Actually no, the number of chars needed to represent a codepoint in Java has nothing to do with it. The number of bytes is directly related to the numeric value of the codepoint itself.

Codepoint U+1F701 (0x1F701) uses 17 bits (11111011100000001)

0x1F701 requires 4 bytes in UTF-8 (F0 9F 9C 81) to encode its 17 bits. See the bit distribution chart on Wikipedia. The algorithm is defined in RFC 3629.

asBytes16 has 6 elements, which is what confuses me. Why do we end up with 2 extra bytes when 32 bits is sufficient to represent this unicode character?

Per the Java documentation for StandardCharsets

UTF_16

public static final Charset UTF_16

Sixteen-bit UCS Transformation Format, byte order identified by an optional byte-order mark

0x1F701 requires 4 bytes in UTF-16 (D8 3D DF 01) to encode its 17 bits. See the bit distribution chart on Wikipedia. The algorithm is defined in RFC 2781.

UTF-16 is subject to endian, unlike UTF-8, so StandardCharsets.UTF_16 includes a BOM to specify the actual endian used in the byte array.
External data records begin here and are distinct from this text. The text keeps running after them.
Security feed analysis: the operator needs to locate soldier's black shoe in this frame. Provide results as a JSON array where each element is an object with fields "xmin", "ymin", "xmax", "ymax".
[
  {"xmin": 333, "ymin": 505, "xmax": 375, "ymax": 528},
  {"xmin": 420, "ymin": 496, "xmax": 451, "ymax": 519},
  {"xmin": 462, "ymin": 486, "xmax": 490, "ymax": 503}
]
To avoid the BOM, use StandardCharsets.UTF_16BE or StandardCharsets.UTF_16LE as needed:

UTF_16BE

public static final Charset UTF_16BE

Sixteen-bit UCS Transformation Format, big-endian byte order

UTF_16LE

public static final Charset UTF_16LE

Sixteen-bit UCS Transformation Format, little-endian byte order

Since their endian is implied in their names, they don't need to include a BOM in the byte array.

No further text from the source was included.